Mas as estrelas que teimam em bailar nos seus olhos são outras, estrelas que nada têm de luz, nada têm de brilhante. Elas bailam e acabam por cair como essas estrelas cadentes, submissas a um destino. O destino, esse, é o pano cinzento, composto de prismas quadrangulares que chamamos chão. Derrama-se o rio sobre as rochas mais pequenas, queixa-se o mar das estrelas que cairam. Na nascente orbitam, no chão de mármore, esferas de basalto e velhos pedaços de madeira, com folhas de plátano. No canto da nascente existem pequenas esferas que saem do plátano, cor torrada que deixam comixão na pele. Debaixo da nascente há plataformas que provocam um efeito de cascata, como que uma "cachoeira", onde se acumulam noites de luar, rios escondidos e pequenos caudais de água.

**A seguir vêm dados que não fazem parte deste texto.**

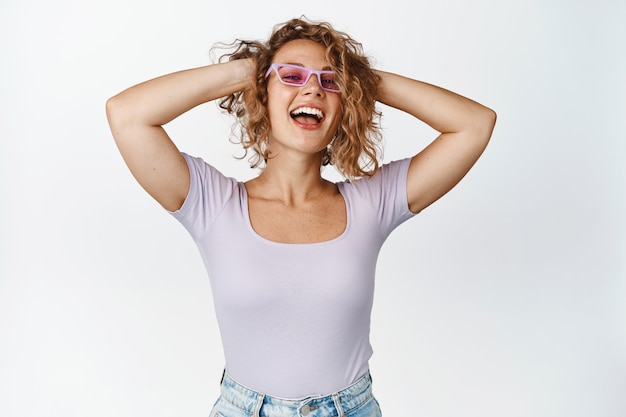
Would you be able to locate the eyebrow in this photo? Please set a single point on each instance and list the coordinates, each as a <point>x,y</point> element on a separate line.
<point>326,68</point>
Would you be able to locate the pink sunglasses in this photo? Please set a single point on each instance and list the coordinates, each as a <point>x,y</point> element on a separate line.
<point>298,76</point>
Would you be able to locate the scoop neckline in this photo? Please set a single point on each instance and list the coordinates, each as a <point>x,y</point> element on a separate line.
<point>248,222</point>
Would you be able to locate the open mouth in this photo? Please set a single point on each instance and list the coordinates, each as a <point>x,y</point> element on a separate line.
<point>307,115</point>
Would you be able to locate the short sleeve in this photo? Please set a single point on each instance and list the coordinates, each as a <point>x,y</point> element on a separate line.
<point>385,194</point>
<point>209,190</point>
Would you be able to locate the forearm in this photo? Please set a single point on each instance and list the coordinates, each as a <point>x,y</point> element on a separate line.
<point>443,110</point>
<point>160,100</point>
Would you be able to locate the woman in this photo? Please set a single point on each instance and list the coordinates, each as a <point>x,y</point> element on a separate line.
<point>290,255</point>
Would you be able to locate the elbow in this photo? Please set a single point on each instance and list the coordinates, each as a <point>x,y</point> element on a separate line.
<point>113,111</point>
<point>487,122</point>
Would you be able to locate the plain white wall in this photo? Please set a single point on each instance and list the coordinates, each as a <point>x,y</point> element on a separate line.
<point>507,297</point>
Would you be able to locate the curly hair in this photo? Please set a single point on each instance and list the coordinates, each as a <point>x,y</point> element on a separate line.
<point>356,148</point>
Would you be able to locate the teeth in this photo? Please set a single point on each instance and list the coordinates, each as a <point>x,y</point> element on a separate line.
<point>308,110</point>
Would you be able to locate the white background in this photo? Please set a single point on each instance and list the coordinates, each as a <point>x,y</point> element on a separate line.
<point>505,298</point>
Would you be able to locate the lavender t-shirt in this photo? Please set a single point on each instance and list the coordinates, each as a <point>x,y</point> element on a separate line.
<point>294,318</point>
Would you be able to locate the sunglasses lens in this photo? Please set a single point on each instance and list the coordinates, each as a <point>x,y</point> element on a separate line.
<point>293,75</point>
<point>298,76</point>
<point>328,82</point>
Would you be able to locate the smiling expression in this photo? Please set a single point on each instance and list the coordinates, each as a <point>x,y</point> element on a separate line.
<point>303,119</point>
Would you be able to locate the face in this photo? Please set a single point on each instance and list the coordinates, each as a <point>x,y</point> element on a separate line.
<point>304,119</point>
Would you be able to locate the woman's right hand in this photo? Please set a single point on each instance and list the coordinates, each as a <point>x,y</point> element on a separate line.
<point>136,117</point>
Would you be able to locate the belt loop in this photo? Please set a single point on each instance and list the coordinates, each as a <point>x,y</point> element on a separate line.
<point>259,404</point>
<point>338,405</point>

As noites estão maiores e a lua apenas soluça no seu movimento. O calor faz as estrelas encadearem sobre a superficie do mar e aterram algumas como naves espaciais, desfeitas pelo calor térmico da atmosfera. Nas nuvens, o racional contar das correntes marítimas, do ascender do ar quente e do controlo dos aguaceiros, discerne-se uma questão: o que provoca essa chuva incadescente de estrelas no meio da noite? Há algo no meio do mar remoto que nos indique a possibilidade de essas estrelas apenas nos iluminarem e apontarem um caminho?
O mar, revoltado e inconstante, não nos responde. Ele guarda o segredo do ser, aquilo que irracionalmente a atmosfera cria: a imprevisibilidade constante, o efeito borboleta das consequências pequenas se transformarem em catástrofes. Um novo Titanic, um novo iceberg, um navio sem fundo, o soltar das tábuas de uma arca de Nóe: o dilúvio.
Estudamos tudo dele. Condições do vento, tantas e tantas ondulações, pequenos remoínhos, mas esses estudos são inconclusivos como quem estuda uma esfera grande e não a pode conhecer por dentro, como que um núcleo maciço e rochoso se tratasse. Os geólogos apenas descrevem os fenómenos, e as placas tectónicas movem-se no fundo do mar. Fluído ou rochoso? Todos eles passam pelos dois estádios, mas destinguem-se consoante o tempo que passam em cada um.
É por isso que os oceanos não têm propriamente fronteiras, as camadas da terra distinguem-se por descontinuidades, sendo incerto cada ciência que estudamos, cada passo que damos.
O mar hoje está mais calmo... as estrelas brilham, e nada parece prever a catástrofe, mas nunca se sabe quando Neptuno resolve mexer no seu tridente e, no alto mar as correntes movem-se, os ventos sopram com força e de novo bailam as estrelas sobre a lua...
E aí, a rapariga dos cabelos castanhos fecha a porta, apaga a luz do quarto e deixa cair as estrelas sobre o chão.